Arizonans’ moderate perceptions are largely backed up by what they say about the issues. A fifth of Arizona Democrats, for example, support the construction of a border wall, which Mr. Biden has pledged to immediately halt. A majority of Republicans in Arizona support a pathway toward citizenship for undocumented immigrants who arrived in the United States as children — a program that President Trump has repeatedly tried to eliminate. Over a third of Republicans say that immigrants help Arizona’s culture, and 42 percent say that immigrants help our state economy.
When it comes to the coronavirus, over 80 percent of Republicans in Arizona report that they are often wearing a mask, and a majority support a mask mandate — something that Mr. Trump has refused to endorse.
Scholars have found that Americans generally misperceive members of the opposing party to be more ideologically extreme than they truly are. But remarkably, more than a fifth of Republicans say that Arizona Democrats are more conservative than the national Democratic Party. State-level Republicans, on the other hand, are seen as ideologically extreme, with 43 percent of Democrats and 44 percent of Republicans viewing state-level Republicans as more conservative than the national party.
The campaigns provide examples. Ms. McSally’s campaign is persistently trying to cast Mr. Kelly as a radical leftist: In the race’s only senatorial debate, Ms. McSally repeatedly referred to her opponent as “Counterfeit Kelly,” as she tried to portray him as a covert radical leftist. But Ms. McSally herself has struggled to convey a moderate stance: When asked during the debate, she would not say whether she was “proud” of her support for the president. Mr. Kelly is actually running a centrist campaign as he tries to appeal to Arizona’s moderate mind-set — just as Kyrsten Sinema did successfully against Ms. McSally in 2018.
We find that both Mr. Biden and Mr. Kelly are especially popular among those who rate Democrats in Arizona as more conservative than the national party. A recent Arizona Daily Star report suggests that nearly a fifth of Republicans in deep-blue Pima County are supporting Mr. Biden. Our statewide analysis shows 10 percent of Republicans supporting Mr. Biden — which, in a neck-and-neck contest, could make a lot of difference.

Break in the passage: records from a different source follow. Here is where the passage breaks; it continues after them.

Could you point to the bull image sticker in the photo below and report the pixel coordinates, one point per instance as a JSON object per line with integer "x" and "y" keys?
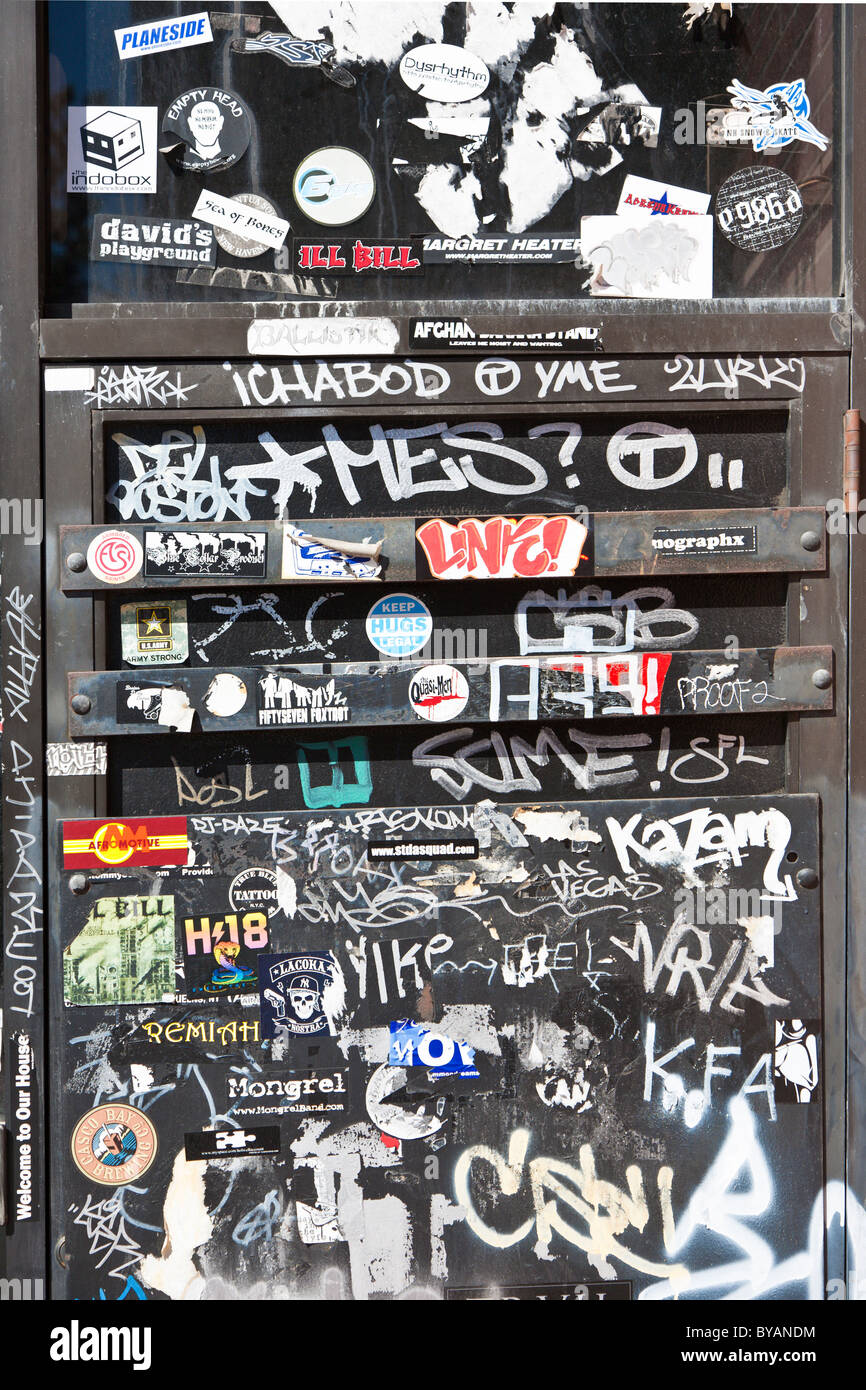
{"x": 114, "y": 1144}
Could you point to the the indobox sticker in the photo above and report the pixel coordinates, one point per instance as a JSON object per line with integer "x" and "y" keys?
{"x": 334, "y": 185}
{"x": 399, "y": 624}
{"x": 206, "y": 129}
{"x": 444, "y": 72}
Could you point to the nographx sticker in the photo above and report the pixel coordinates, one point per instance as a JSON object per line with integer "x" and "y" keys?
{"x": 206, "y": 129}
{"x": 154, "y": 634}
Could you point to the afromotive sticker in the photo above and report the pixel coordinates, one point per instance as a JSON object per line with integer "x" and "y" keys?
{"x": 444, "y": 72}
{"x": 111, "y": 149}
{"x": 134, "y": 844}
{"x": 759, "y": 209}
{"x": 438, "y": 692}
{"x": 399, "y": 624}
{"x": 114, "y": 1144}
{"x": 334, "y": 185}
{"x": 206, "y": 129}
{"x": 114, "y": 556}
{"x": 206, "y": 553}
{"x": 154, "y": 634}
{"x": 152, "y": 241}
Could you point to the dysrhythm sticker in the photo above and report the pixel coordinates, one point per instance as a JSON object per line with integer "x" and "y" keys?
{"x": 759, "y": 209}
{"x": 438, "y": 692}
{"x": 154, "y": 634}
{"x": 114, "y": 556}
{"x": 399, "y": 624}
{"x": 114, "y": 1144}
{"x": 206, "y": 129}
{"x": 111, "y": 149}
{"x": 334, "y": 185}
{"x": 444, "y": 72}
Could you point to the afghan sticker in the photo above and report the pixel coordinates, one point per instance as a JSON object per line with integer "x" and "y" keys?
{"x": 152, "y": 241}
{"x": 759, "y": 209}
{"x": 111, "y": 149}
{"x": 114, "y": 1144}
{"x": 232, "y": 1143}
{"x": 156, "y": 38}
{"x": 444, "y": 72}
{"x": 399, "y": 624}
{"x": 114, "y": 556}
{"x": 438, "y": 692}
{"x": 724, "y": 540}
{"x": 154, "y": 634}
{"x": 132, "y": 844}
{"x": 302, "y": 994}
{"x": 181, "y": 555}
{"x": 285, "y": 701}
{"x": 334, "y": 185}
{"x": 124, "y": 954}
{"x": 501, "y": 548}
{"x": 206, "y": 129}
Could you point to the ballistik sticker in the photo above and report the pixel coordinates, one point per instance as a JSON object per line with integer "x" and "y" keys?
{"x": 114, "y": 1144}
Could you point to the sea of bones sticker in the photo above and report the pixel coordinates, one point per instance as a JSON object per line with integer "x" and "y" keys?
{"x": 154, "y": 634}
{"x": 206, "y": 129}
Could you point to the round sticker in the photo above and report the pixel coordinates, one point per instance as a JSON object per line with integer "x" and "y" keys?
{"x": 444, "y": 72}
{"x": 206, "y": 129}
{"x": 114, "y": 1144}
{"x": 334, "y": 185}
{"x": 399, "y": 624}
{"x": 243, "y": 246}
{"x": 438, "y": 692}
{"x": 759, "y": 209}
{"x": 255, "y": 890}
{"x": 114, "y": 556}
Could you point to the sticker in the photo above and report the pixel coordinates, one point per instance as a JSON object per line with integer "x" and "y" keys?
{"x": 107, "y": 844}
{"x": 206, "y": 129}
{"x": 416, "y": 1044}
{"x": 759, "y": 209}
{"x": 156, "y": 38}
{"x": 241, "y": 217}
{"x": 774, "y": 116}
{"x": 740, "y": 540}
{"x": 444, "y": 72}
{"x": 114, "y": 1144}
{"x": 166, "y": 705}
{"x": 325, "y": 558}
{"x": 284, "y": 701}
{"x": 114, "y": 556}
{"x": 660, "y": 199}
{"x": 241, "y": 1143}
{"x": 501, "y": 548}
{"x": 399, "y": 624}
{"x": 334, "y": 185}
{"x": 438, "y": 692}
{"x": 225, "y": 695}
{"x": 255, "y": 890}
{"x": 206, "y": 553}
{"x": 355, "y": 257}
{"x": 300, "y": 994}
{"x": 231, "y": 241}
{"x": 111, "y": 149}
{"x": 388, "y": 849}
{"x": 124, "y": 954}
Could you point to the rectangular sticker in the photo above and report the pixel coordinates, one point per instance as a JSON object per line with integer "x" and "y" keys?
{"x": 206, "y": 553}
{"x": 131, "y": 843}
{"x": 232, "y": 1143}
{"x": 154, "y": 634}
{"x": 241, "y": 218}
{"x": 152, "y": 241}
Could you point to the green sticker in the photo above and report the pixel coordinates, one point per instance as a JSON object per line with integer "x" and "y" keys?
{"x": 154, "y": 634}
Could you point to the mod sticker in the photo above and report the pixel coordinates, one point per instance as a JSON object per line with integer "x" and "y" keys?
{"x": 154, "y": 634}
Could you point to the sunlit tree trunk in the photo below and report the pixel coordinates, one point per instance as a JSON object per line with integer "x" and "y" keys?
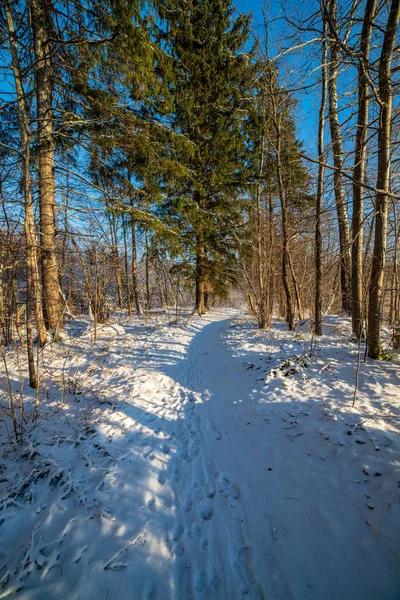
{"x": 44, "y": 83}
{"x": 359, "y": 173}
{"x": 382, "y": 185}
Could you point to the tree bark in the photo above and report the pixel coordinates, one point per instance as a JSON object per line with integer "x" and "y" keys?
{"x": 382, "y": 183}
{"x": 320, "y": 189}
{"x": 359, "y": 173}
{"x": 337, "y": 149}
{"x": 134, "y": 268}
{"x": 44, "y": 81}
{"x": 201, "y": 259}
{"x": 33, "y": 291}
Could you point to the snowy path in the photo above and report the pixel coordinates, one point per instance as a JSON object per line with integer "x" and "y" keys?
{"x": 202, "y": 481}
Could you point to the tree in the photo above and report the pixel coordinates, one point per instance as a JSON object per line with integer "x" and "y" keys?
{"x": 210, "y": 90}
{"x": 337, "y": 150}
{"x": 382, "y": 184}
{"x": 359, "y": 171}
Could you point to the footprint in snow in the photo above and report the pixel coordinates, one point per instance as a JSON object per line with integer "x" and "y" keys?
{"x": 162, "y": 478}
{"x": 205, "y": 509}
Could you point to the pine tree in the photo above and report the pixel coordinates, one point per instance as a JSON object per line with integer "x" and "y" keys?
{"x": 211, "y": 86}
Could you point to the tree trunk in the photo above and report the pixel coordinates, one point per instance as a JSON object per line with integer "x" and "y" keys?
{"x": 134, "y": 269}
{"x": 337, "y": 149}
{"x": 32, "y": 270}
{"x": 147, "y": 267}
{"x": 382, "y": 184}
{"x": 285, "y": 237}
{"x": 116, "y": 263}
{"x": 33, "y": 292}
{"x": 320, "y": 190}
{"x": 359, "y": 173}
{"x": 44, "y": 81}
{"x": 200, "y": 262}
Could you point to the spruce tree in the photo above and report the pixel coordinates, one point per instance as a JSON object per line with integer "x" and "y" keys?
{"x": 211, "y": 87}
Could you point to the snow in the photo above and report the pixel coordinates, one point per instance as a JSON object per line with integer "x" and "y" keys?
{"x": 206, "y": 460}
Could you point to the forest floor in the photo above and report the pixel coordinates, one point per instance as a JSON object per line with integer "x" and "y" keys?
{"x": 205, "y": 460}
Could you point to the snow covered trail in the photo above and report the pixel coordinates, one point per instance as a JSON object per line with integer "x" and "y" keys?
{"x": 215, "y": 468}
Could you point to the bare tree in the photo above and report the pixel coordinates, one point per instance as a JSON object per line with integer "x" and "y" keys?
{"x": 382, "y": 184}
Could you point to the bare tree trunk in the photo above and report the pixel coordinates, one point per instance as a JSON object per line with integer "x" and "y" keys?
{"x": 116, "y": 263}
{"x": 33, "y": 291}
{"x": 337, "y": 149}
{"x": 382, "y": 184}
{"x": 147, "y": 267}
{"x": 285, "y": 237}
{"x": 200, "y": 262}
{"x": 127, "y": 286}
{"x": 134, "y": 268}
{"x": 359, "y": 173}
{"x": 320, "y": 189}
{"x": 44, "y": 81}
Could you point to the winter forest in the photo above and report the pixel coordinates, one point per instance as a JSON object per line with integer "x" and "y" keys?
{"x": 199, "y": 299}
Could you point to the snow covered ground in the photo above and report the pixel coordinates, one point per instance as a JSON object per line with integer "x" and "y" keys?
{"x": 207, "y": 460}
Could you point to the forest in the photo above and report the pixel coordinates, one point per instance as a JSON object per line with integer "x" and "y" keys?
{"x": 195, "y": 193}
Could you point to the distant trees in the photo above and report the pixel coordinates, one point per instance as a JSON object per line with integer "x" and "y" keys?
{"x": 150, "y": 155}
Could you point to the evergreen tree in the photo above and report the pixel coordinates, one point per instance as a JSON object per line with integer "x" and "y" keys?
{"x": 211, "y": 88}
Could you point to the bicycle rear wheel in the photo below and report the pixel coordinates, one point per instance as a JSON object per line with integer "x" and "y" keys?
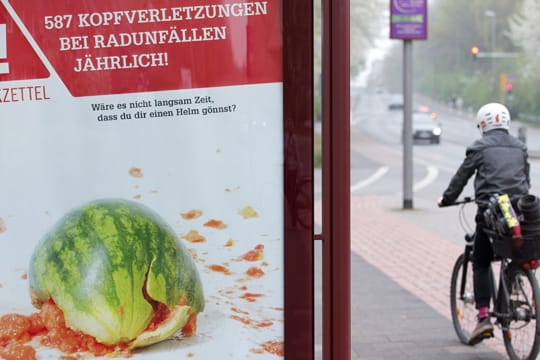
{"x": 522, "y": 334}
{"x": 462, "y": 306}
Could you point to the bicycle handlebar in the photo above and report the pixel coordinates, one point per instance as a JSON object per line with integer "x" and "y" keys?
{"x": 465, "y": 200}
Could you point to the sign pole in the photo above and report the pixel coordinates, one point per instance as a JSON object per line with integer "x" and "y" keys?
{"x": 408, "y": 21}
{"x": 407, "y": 126}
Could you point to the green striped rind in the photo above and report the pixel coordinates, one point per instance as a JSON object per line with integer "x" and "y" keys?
{"x": 94, "y": 264}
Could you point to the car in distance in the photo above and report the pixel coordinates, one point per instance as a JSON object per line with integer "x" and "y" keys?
{"x": 396, "y": 102}
{"x": 424, "y": 128}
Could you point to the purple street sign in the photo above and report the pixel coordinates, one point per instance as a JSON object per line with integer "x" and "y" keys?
{"x": 408, "y": 19}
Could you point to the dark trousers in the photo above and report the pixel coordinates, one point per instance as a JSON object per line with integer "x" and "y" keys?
{"x": 482, "y": 257}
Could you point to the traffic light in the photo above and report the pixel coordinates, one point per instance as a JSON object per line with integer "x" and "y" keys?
{"x": 475, "y": 50}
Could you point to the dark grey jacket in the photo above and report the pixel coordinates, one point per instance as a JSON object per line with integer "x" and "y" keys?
{"x": 500, "y": 163}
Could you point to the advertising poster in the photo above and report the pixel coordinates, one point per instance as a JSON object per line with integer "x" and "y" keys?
{"x": 408, "y": 19}
{"x": 171, "y": 106}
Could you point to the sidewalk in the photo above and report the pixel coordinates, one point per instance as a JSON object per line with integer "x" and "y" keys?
{"x": 400, "y": 287}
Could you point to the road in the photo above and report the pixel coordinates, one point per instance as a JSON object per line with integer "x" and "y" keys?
{"x": 376, "y": 172}
{"x": 377, "y": 153}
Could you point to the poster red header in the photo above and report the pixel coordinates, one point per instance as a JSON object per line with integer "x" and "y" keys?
{"x": 117, "y": 47}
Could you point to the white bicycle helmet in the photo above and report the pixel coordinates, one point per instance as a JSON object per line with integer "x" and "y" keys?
{"x": 493, "y": 116}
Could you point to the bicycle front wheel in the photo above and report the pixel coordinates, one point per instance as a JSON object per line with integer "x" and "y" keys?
{"x": 462, "y": 305}
{"x": 522, "y": 333}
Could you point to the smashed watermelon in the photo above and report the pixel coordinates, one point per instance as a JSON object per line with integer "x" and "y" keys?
{"x": 111, "y": 265}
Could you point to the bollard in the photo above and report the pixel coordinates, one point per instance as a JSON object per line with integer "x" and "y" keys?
{"x": 522, "y": 134}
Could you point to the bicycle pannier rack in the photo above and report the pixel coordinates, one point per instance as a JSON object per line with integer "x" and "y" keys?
{"x": 514, "y": 237}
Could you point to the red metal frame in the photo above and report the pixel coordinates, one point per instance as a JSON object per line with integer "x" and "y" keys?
{"x": 298, "y": 174}
{"x": 336, "y": 180}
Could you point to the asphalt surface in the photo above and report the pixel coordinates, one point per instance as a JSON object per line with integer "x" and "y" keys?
{"x": 401, "y": 263}
{"x": 400, "y": 287}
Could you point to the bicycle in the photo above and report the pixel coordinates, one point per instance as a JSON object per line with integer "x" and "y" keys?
{"x": 515, "y": 298}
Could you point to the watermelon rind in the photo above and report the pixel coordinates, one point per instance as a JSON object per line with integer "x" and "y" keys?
{"x": 105, "y": 263}
{"x": 175, "y": 322}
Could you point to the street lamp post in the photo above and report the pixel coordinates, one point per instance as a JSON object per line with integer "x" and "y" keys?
{"x": 492, "y": 14}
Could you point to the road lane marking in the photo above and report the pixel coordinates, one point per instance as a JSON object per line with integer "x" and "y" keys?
{"x": 374, "y": 177}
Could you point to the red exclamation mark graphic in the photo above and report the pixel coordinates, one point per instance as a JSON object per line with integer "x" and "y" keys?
{"x": 4, "y": 65}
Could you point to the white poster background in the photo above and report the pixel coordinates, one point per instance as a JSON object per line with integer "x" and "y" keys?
{"x": 56, "y": 155}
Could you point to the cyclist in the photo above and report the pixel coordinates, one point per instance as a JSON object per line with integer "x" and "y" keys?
{"x": 499, "y": 163}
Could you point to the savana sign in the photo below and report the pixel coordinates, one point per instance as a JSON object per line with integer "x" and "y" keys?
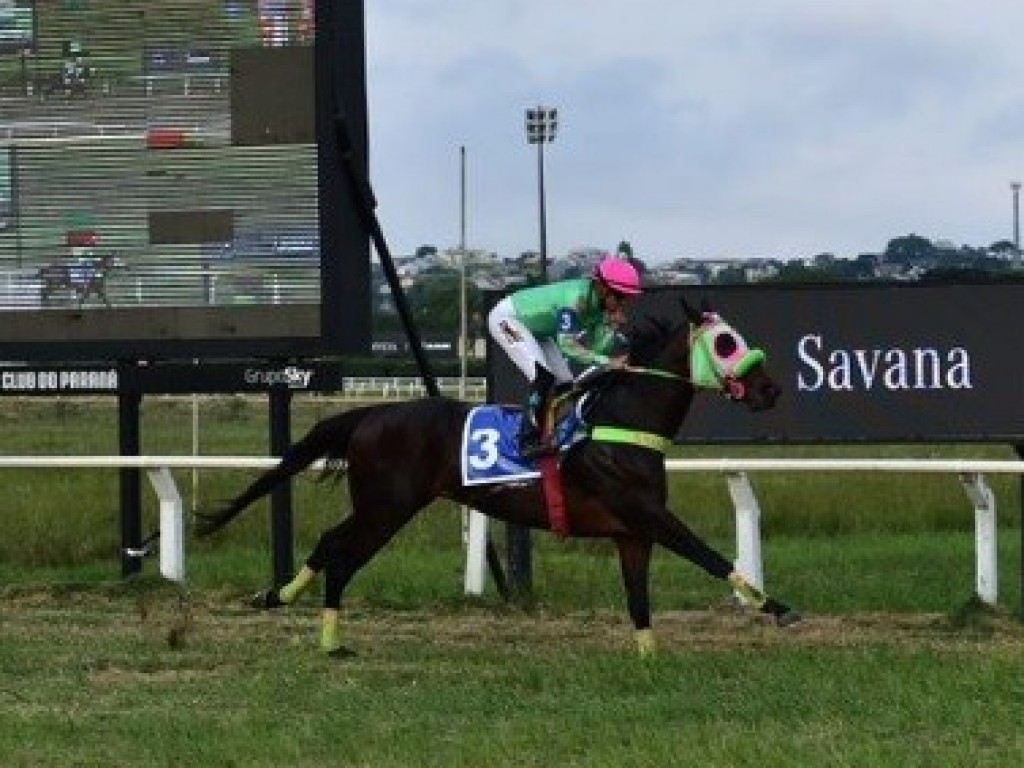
{"x": 894, "y": 363}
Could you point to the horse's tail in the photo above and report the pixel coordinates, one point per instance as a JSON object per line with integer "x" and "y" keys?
{"x": 328, "y": 439}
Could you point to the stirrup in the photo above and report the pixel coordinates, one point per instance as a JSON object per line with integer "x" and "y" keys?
{"x": 532, "y": 444}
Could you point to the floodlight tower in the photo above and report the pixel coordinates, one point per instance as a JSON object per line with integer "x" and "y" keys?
{"x": 542, "y": 125}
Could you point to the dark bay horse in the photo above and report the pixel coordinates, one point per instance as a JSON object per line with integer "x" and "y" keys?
{"x": 400, "y": 457}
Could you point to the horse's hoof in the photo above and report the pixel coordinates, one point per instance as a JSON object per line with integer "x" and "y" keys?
{"x": 342, "y": 652}
{"x": 266, "y": 600}
{"x": 787, "y": 619}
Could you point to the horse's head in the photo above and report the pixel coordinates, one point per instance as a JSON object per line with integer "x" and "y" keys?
{"x": 711, "y": 354}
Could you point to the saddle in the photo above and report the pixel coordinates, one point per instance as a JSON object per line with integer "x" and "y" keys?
{"x": 563, "y": 426}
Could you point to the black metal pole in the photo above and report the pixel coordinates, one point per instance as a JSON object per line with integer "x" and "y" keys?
{"x": 1019, "y": 449}
{"x": 130, "y": 478}
{"x": 542, "y": 203}
{"x": 366, "y": 203}
{"x": 282, "y": 529}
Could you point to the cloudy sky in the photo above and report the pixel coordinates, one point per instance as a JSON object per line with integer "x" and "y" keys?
{"x": 780, "y": 128}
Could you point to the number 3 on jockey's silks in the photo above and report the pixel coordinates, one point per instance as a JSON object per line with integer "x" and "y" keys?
{"x": 482, "y": 449}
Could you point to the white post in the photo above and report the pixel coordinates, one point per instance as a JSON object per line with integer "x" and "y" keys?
{"x": 476, "y": 548}
{"x": 985, "y": 535}
{"x": 749, "y": 560}
{"x": 172, "y": 555}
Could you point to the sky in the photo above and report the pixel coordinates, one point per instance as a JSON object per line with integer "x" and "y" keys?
{"x": 733, "y": 128}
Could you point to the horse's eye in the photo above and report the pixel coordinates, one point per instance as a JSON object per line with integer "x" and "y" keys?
{"x": 725, "y": 344}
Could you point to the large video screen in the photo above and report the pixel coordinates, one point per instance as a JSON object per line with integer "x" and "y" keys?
{"x": 858, "y": 363}
{"x": 170, "y": 179}
{"x": 17, "y": 26}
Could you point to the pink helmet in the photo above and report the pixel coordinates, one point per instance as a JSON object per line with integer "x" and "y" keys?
{"x": 619, "y": 274}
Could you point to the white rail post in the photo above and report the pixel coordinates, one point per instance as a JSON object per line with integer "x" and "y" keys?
{"x": 981, "y": 496}
{"x": 476, "y": 548}
{"x": 749, "y": 561}
{"x": 172, "y": 555}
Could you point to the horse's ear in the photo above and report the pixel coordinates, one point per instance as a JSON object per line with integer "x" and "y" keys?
{"x": 693, "y": 315}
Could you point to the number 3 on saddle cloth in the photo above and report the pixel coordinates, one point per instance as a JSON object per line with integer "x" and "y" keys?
{"x": 491, "y": 451}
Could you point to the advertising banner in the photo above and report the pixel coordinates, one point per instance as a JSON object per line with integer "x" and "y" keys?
{"x": 892, "y": 363}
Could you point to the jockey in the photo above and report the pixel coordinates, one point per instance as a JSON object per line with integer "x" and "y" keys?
{"x": 543, "y": 327}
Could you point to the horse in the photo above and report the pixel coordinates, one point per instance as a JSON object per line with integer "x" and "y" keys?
{"x": 399, "y": 457}
{"x": 82, "y": 279}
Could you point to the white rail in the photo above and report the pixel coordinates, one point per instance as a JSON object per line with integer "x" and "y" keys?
{"x": 749, "y": 558}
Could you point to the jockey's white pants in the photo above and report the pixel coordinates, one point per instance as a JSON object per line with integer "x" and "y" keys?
{"x": 522, "y": 347}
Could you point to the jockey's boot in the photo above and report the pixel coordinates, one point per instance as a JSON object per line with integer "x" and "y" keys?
{"x": 532, "y": 440}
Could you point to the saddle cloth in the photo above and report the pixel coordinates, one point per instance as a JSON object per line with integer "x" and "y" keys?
{"x": 491, "y": 444}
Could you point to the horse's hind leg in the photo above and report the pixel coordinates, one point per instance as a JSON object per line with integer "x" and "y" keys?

Demographic trends suggest that Arizona is moving to the left ideologically. But a better explanation might be that the state is moving toward the ideological center — and that’s where winning candidates place themselves.
Dr. Samara Klar and Dr. Christopher Weber are associate professors at the University of Arizona School of Government and Public Policy and co-coordinators of the Arizona Policy Lab.